To understand why regular mac defrag or defragmentation, in general is beneficial, let’s take a quick, non-technical look at what fragmentation is, how it happens and how it affects computer performance. Say that you have a word processing program running and you are writing your great American novel. You have finished the first chapter and it is time for lunch, so you save your document and close the program. To begin with, your computer has been working on the document in the random access memory, or RAM. When you save your document for the first time, the edited file is placed on the computer’s hard drive.
Each time that you open the file and continue editing, the files size increases. If the file becomes larger than the free space in which it was saved, the file is divided or fragmented and part of it is saved in another location. The file contains information that references the additional location. Digital photos, audio and video files are notoriously large, especially when saved during the editing process. Defragmentation brings restores each of these files into a contiguous location on the drive.

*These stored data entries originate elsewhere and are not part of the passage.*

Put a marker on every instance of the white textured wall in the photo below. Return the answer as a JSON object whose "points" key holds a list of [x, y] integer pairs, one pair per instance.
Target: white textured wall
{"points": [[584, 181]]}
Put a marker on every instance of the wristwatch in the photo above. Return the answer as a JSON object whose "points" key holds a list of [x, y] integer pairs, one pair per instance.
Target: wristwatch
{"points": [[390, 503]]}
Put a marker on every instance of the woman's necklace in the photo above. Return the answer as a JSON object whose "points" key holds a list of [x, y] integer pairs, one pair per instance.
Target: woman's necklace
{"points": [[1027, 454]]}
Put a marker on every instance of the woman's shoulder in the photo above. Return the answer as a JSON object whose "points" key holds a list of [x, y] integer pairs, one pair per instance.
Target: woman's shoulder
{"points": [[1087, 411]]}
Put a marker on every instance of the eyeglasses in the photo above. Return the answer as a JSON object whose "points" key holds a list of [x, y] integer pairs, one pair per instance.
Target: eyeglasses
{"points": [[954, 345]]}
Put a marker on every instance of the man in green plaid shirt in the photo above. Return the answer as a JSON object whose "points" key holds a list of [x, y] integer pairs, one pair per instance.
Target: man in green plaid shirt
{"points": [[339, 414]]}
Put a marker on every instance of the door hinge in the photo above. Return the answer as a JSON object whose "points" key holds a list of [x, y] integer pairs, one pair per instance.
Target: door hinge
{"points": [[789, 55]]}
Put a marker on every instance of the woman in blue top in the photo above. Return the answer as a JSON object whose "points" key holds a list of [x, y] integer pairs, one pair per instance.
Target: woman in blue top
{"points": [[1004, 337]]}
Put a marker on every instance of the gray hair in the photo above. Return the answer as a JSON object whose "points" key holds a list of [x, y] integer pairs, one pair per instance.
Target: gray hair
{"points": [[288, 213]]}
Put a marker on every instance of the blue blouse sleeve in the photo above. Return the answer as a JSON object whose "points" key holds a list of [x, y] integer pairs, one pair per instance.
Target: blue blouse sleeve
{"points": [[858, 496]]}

So how does this benefit Mac recovery and digital image recovery software? When a file is deleted or a drive is reformatted, the information that tells the computer where the file is located is gone, often permanently. File Recovery software then has to search the drive byte by byte for the file by looking for a known pattern. If the file was fragmented, multiple parts of the file are scattered across the drive, which makes identification of these parts very difficult, if not impossible, since they won’t all match the pattern. However, if the file is not fragmented, the chance of recovery is very good since the file is stored in the same area on the drive and its patterns are easily recognizable.